Improve Media App Performance with Hardware Acceleration

Intel® processor architecture is becoming more and more GPU-centric, unlocking amazing opportunities for much faster performance simply by off-loading media processing from the CPU to the GPU. There are a variety of tools that developers can use to get better performance out of their media applications, including ones that are free and fairly easy to use. 

This blog covers:

  • An overview of computing architectures and current Intel GPU capabilities
  • How to implement hardware acceleration using FFmpeg
  • How to implement hardware acceleration using the Intel® Media SDK, or the same component in Intel® Media Server Studio (depending on your platform target)

If you're looking for performance improvements with your multimedia processing but are not sure where to start,  experiment with FFmpeg first. Benchmark using software processing, then simply change to hardware acceleration and check the performance difference. Then add use of the Intel Media SDK and again compare running against different codecs and configurations.
 

Computing Architecture:  From Superscaler to Heterogeneous

In order to put the relevance of the GPU evolution into perspective, let's reflect back on advances made in CPU architecture.

Stepping back into the 1990s, the first major advance came with Superscaler architecture, providing greater throughput by running instruction-level parallelism within a single processor.

Figure 1. Superscalar Architecture

 

Then, the early 2000's brought Multicore Architecture (1 CPU with more than one Processing Unit). Homogeneous cores (all identical) could run multiple threads at once (Thread Level Parallelism). 

Meanwhile multicore, was hitting "walls":

  • Memory wall: the increasing gap between processor and memory speeds
  •  ILP wall: the increasing difficulty of finding enough parallelism in a single instruction stream to keep a high-performance, single core busy
  • Power wall: the trend of consuming exponentially increasing power with each factorial increase of operating frequency

Figure 2. Multicore Architecture
 

Today's Heterogeneous Architecture: GPU is expanding 

Heterogeneous architecture, allows multiple processors to have a pipelined data flow where each can be optimized for separate functions of encoding, decoding, transforming, scaling, interlacing, and more. 

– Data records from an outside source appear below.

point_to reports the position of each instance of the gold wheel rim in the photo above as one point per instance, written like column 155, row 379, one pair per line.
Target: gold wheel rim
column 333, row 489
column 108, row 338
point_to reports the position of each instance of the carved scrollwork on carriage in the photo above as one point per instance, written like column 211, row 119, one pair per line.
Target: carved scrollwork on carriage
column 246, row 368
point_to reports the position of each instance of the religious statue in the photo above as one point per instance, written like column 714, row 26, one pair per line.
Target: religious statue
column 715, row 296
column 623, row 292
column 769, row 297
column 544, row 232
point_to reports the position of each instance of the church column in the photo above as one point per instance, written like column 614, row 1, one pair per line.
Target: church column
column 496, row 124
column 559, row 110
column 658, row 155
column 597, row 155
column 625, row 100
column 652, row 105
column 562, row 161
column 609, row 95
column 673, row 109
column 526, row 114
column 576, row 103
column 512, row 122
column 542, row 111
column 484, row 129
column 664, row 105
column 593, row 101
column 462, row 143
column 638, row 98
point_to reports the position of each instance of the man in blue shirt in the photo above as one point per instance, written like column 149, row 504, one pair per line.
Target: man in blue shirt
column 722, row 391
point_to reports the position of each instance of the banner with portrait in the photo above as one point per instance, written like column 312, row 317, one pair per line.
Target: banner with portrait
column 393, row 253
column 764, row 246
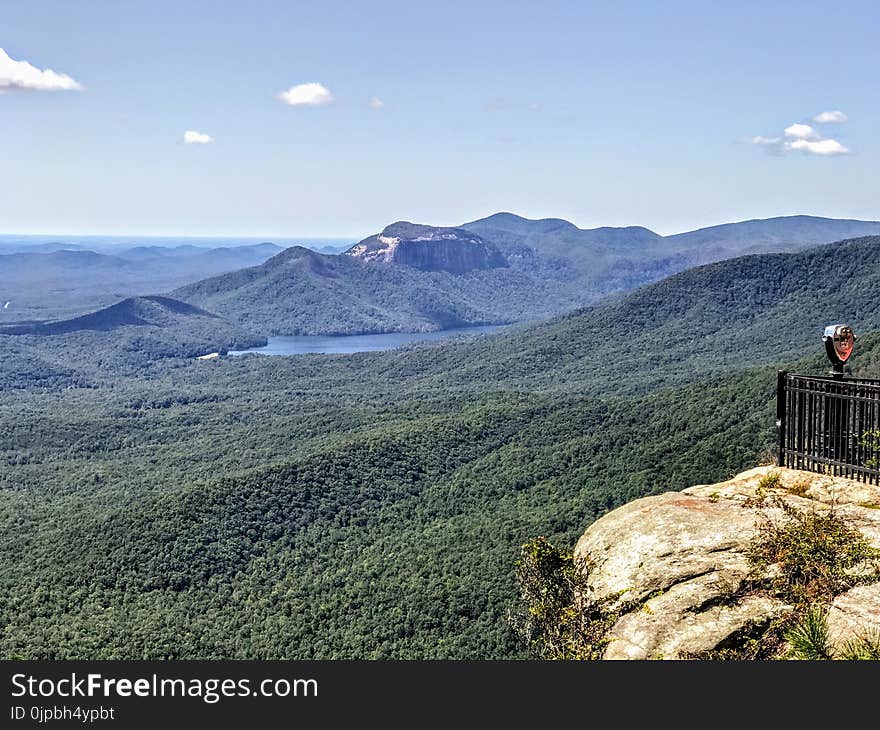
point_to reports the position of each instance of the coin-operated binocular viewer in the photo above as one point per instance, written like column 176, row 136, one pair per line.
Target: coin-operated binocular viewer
column 839, row 341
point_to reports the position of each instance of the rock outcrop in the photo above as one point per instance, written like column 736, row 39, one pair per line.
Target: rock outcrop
column 675, row 564
column 428, row 248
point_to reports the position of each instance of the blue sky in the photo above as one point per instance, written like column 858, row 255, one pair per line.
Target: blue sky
column 604, row 113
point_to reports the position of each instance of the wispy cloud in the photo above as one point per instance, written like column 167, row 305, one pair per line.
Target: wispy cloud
column 823, row 147
column 800, row 137
column 833, row 117
column 190, row 136
column 22, row 76
column 801, row 131
column 311, row 94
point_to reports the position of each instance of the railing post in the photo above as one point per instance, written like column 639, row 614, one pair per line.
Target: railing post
column 780, row 417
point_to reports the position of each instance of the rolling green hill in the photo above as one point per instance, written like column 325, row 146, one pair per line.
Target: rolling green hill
column 301, row 292
column 372, row 505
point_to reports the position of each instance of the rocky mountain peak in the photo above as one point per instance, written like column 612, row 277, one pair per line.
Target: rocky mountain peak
column 429, row 248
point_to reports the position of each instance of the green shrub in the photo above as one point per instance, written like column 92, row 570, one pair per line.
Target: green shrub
column 809, row 635
column 557, row 620
column 811, row 556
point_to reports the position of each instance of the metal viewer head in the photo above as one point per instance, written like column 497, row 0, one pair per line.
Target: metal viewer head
column 839, row 341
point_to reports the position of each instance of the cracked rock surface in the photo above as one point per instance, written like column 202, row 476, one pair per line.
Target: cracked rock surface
column 676, row 562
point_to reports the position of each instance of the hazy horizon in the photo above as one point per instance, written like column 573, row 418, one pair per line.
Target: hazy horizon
column 162, row 119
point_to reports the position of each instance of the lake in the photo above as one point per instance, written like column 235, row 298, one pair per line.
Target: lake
column 348, row 344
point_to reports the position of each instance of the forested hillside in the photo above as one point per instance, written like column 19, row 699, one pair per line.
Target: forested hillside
column 372, row 505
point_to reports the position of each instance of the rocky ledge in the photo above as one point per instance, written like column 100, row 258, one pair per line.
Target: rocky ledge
column 675, row 565
column 429, row 248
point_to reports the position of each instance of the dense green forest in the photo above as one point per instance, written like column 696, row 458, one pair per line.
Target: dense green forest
column 373, row 505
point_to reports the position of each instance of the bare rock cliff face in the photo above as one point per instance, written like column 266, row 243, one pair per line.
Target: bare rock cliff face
column 679, row 558
column 428, row 248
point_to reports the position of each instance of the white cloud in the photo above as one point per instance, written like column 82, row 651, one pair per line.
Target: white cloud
column 311, row 94
column 20, row 75
column 801, row 131
column 824, row 147
column 799, row 137
column 834, row 117
column 190, row 136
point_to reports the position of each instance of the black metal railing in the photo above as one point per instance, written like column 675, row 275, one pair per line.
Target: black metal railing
column 828, row 424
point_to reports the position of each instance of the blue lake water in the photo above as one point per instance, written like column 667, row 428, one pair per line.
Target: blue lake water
column 347, row 344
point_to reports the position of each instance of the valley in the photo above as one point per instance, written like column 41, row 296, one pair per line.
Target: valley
column 370, row 505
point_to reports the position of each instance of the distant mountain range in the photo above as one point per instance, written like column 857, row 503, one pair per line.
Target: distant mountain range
column 301, row 292
column 408, row 277
column 759, row 309
column 500, row 269
column 54, row 280
column 429, row 248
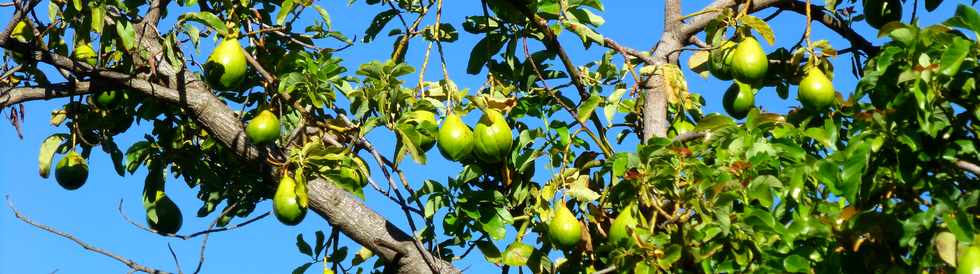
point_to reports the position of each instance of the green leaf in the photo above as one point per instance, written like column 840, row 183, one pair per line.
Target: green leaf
column 671, row 255
column 586, row 108
column 953, row 56
column 966, row 17
column 586, row 16
column 110, row 147
column 489, row 250
column 302, row 268
column 378, row 24
column 48, row 147
column 579, row 189
column 208, row 19
column 759, row 26
column 584, row 32
column 126, row 34
column 483, row 51
column 319, row 246
column 303, row 246
column 324, row 15
column 946, row 247
column 286, row 8
column 612, row 104
column 796, row 264
column 517, row 254
column 493, row 225
column 98, row 18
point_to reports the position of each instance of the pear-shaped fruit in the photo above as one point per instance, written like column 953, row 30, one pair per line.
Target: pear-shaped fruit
column 492, row 137
column 168, row 218
column 84, row 53
column 354, row 175
column 969, row 261
column 749, row 61
column 619, row 230
column 225, row 68
column 739, row 99
column 426, row 139
column 264, row 128
column 22, row 32
column 455, row 138
column 880, row 12
column 564, row 230
column 816, row 91
column 107, row 99
column 289, row 202
column 72, row 171
column 720, row 61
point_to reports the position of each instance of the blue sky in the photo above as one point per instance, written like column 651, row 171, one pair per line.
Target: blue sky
column 268, row 246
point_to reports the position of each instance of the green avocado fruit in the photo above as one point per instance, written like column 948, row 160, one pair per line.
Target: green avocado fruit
column 455, row 138
column 290, row 201
column 619, row 230
column 720, row 61
column 749, row 61
column 739, row 99
column 969, row 261
column 71, row 171
column 225, row 68
column 107, row 99
column 168, row 217
column 564, row 229
column 816, row 91
column 492, row 137
column 264, row 128
column 84, row 53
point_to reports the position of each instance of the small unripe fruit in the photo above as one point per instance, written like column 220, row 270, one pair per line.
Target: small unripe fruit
column 72, row 171
column 749, row 61
column 264, row 128
column 225, row 68
column 816, row 91
column 492, row 137
column 455, row 138
column 290, row 201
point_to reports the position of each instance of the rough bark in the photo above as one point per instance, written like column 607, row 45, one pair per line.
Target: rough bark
column 181, row 87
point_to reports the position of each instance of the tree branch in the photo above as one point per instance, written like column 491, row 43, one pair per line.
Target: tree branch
column 354, row 218
column 130, row 263
column 10, row 96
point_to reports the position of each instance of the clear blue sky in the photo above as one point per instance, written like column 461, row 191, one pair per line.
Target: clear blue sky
column 268, row 246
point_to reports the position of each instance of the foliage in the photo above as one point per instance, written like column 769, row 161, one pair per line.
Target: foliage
column 858, row 185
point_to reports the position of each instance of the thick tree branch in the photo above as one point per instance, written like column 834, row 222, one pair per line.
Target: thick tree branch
column 342, row 210
column 134, row 266
column 10, row 96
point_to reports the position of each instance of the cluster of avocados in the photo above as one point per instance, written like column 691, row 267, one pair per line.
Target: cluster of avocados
column 489, row 141
column 747, row 64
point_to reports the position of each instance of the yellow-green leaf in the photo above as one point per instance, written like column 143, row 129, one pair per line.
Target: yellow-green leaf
column 48, row 147
column 759, row 26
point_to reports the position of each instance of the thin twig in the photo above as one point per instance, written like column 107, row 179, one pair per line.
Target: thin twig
column 130, row 263
column 174, row 255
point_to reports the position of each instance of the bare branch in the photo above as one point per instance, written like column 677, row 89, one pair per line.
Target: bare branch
column 10, row 96
column 174, row 255
column 130, row 263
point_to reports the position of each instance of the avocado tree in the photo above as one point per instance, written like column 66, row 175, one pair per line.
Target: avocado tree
column 881, row 177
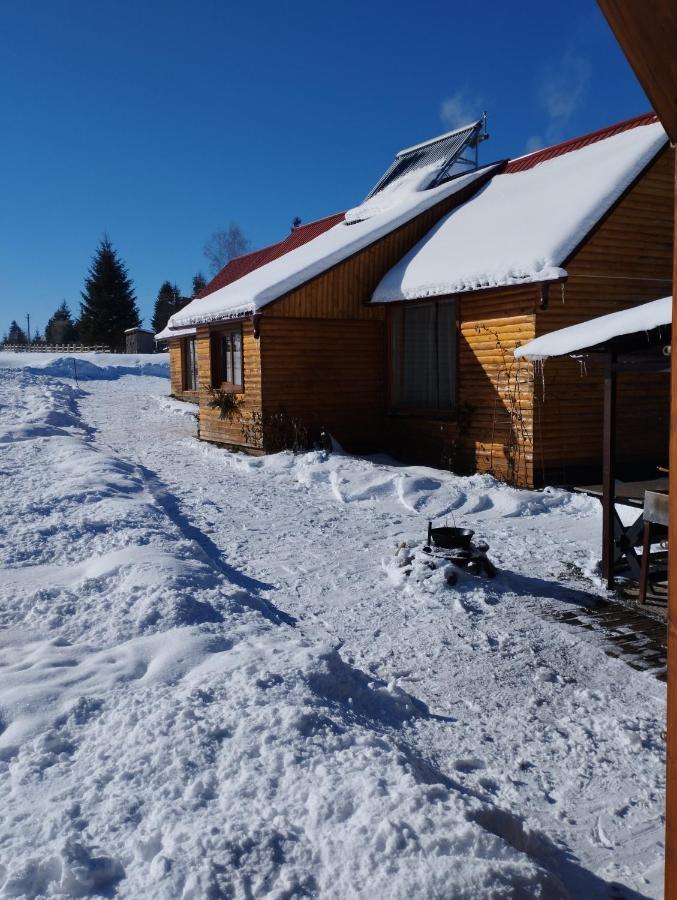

In other words, there are significant performance and power advantages not available in the past. Figure 3 shows how the GPU has progressed over the past 5 generations, becoming more and more relevant. Whether using h.264 or moving to the latest h.265 codec, the GPU is providing the processing headroom to make 4k and higher resolution processing possible and fast.

Figure 3. 6 Evolution of Heterogeneous Architecture
 

Generations of GPU Performance

Figure 4 shows the dramatic increase in processing power in just the few generations that the GPU has been on the CPU die. If your application includes any media processing, you need to be offloading to the GPU to take advantage of the ~5X or faster improvement (depending on the age of your system and configuration).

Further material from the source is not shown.